II-ESASIN İNCELENMESİ: Raportör-Hakim Gülten Fatma BÜYÜKEREN’in, davanın çözümünde adli yargının görevli olduğu yolundaki raporu ile dosyadaki belgeler okunduktan; ilgili Başsavcılarca görevlendirilen Yargıtay Cumhuriyet Savcısı Halil İbrahim ÇİFTÇİ ile Danıştay Savcısı Yakup BAL’ın adli yargının görevli olduğu yolundaki sözlü açıklamaları da dinlendikten sonra GEREĞİ GÖRÜŞÜLÜP DÜŞÜNÜLDÜ:

Dava, 4703 sayılı Kanun’un 12. maddesinin birinci fıkrasının (b) bendi uyarınca verilen idari para cezasının kaldırılması istemiyle açılmıştır.

29.6.2001 gün ve 4703 sayılı Ürünlere İlişkin Teknik Mevzuatın Hazırlanması ve Uygulanmasına Dair Kanun’un 5. maddesinin üçüncü fıkrasında, “Üretici, piyasaya sadece güvenli ürünleri arz etmek zorundadır. Teknik düzenlemelere uygun ürünlerin güvenli olduğu kabul edilir. Teknik düzenlemenin bulunmadığı hallerde, ürünün güvenli olup olmadığı; ulusal veya uluslararası standartlara; bunların olmaması halinde ise söz konusu sektördeki iyi uygulama kodu veya bilim ve teknoloji düzeyi veya tüketicinin güvenliğe ilişkin makul beklentisi dikkate alınarak değerlendirilir.” denilmiş, 12. maddesinin birinci fıkrasında “Bu Kanunun; ..… (b) 5 inci maddesinin üçüncü fıkrasına aykırı hareket eden üreticiler hakkında on dokuz bin Türk Lirasından iki yüz elli bin Türk Lirasına kadar…… idari para cezası uygulanır” denilerek idari para cezaları düzenlenmiş; “Ürünün piyasaya arzının yasaklanması, toplatılması ve bertarafı” başlıklı 11. maddesinde ise, “İlgili teknik düzenlemeye uygunluğu belgelenmiş olsa dahi, bir ürünün güvenli olmadığına dair kesin belirtilerin bulunması halinde, bu ürünün piyasaya arzı, kontrol yapılıncaya kadar yetkili kuruluşça geçici olarak durdurulur.  

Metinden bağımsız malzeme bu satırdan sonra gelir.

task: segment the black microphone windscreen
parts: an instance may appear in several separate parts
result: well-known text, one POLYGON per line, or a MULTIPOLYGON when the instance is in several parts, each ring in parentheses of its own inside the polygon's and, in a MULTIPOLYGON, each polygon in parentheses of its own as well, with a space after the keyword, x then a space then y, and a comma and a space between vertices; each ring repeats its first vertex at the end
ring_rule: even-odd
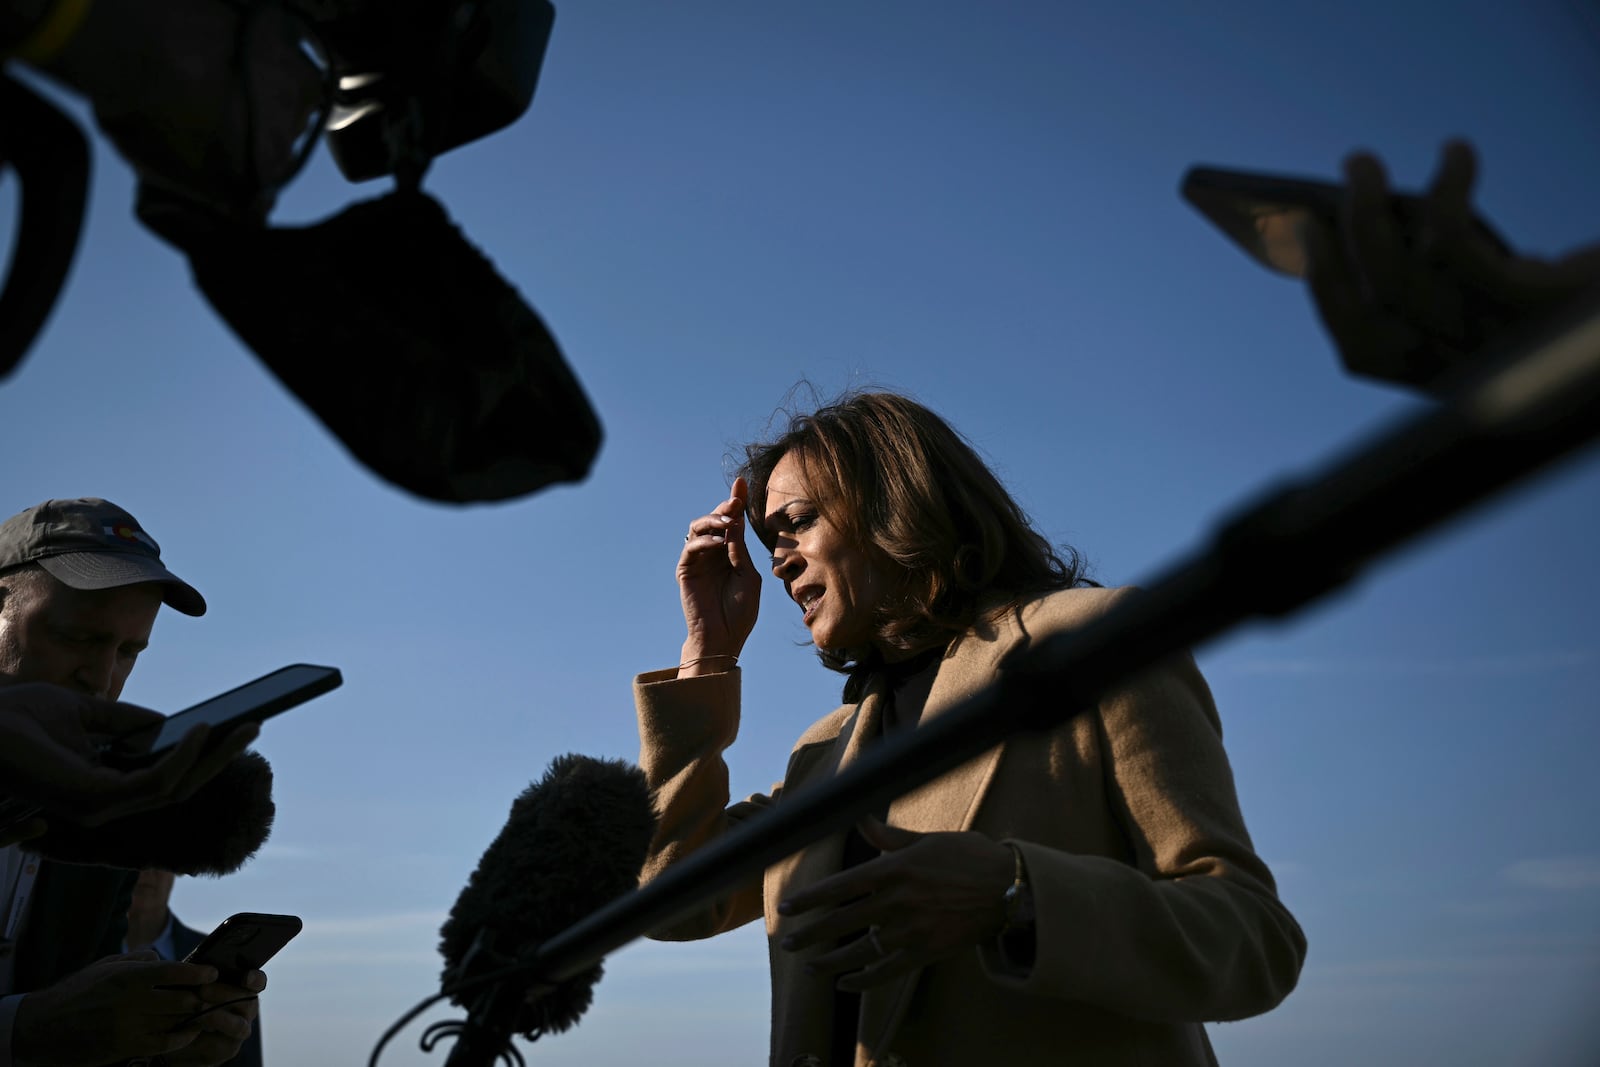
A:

Kontrol sonucunda ürünün güvenli olmadığının tespit edilmesi halinde, masrafları üretici tarafından karşılanmak üzere, yetkili kuruluş;

a) Ürünün piyasaya arzının yasaklanmasını,

b) Piyasaya arz edilmiş olan ürünlerin piyasadan toplanmasını,

c) Ürünlerin, güvenli hale getirilmesinin imkânsız olduğu durumlarda, taşıdıkları risklere göre kısmen ya da tamamen bertaraf edilmesini,

d) (Değişik: 18/6/2017-7033/69 md.) (a), (b) ve (c) bentlerinde belirtilen önlemler ve ürünün içerdiği riskler hakkındaki bilgilerin, üretici tarafından etkili olacak şekilde duyurulmasını, üretici tarafından yapılan duyuru veya duyuru şekli uygun bulunmaz veya yetersiz görülürse, ülke genelinde dağıtımı yapılan iki gazete ile ülke genelinde yayın yapan iki televizyon kanalında ilanı suretiyle risk altındaki kişilere duyurulmasını,

Sağlar.

Risk altındaki kişilerin yerel yayın yapan gazete ve televizyon kanalları vasıtasıyla bilgilendirilmesinin mümkün olduğu durumlarda, bu duyuru yerel basın ve yayın organları yoluyla, risk altındaki kişilerin tespit edilebildiği durumlarda ise bu kişilerin doğrudan bilgilendirilmesi yoluyla yapılır.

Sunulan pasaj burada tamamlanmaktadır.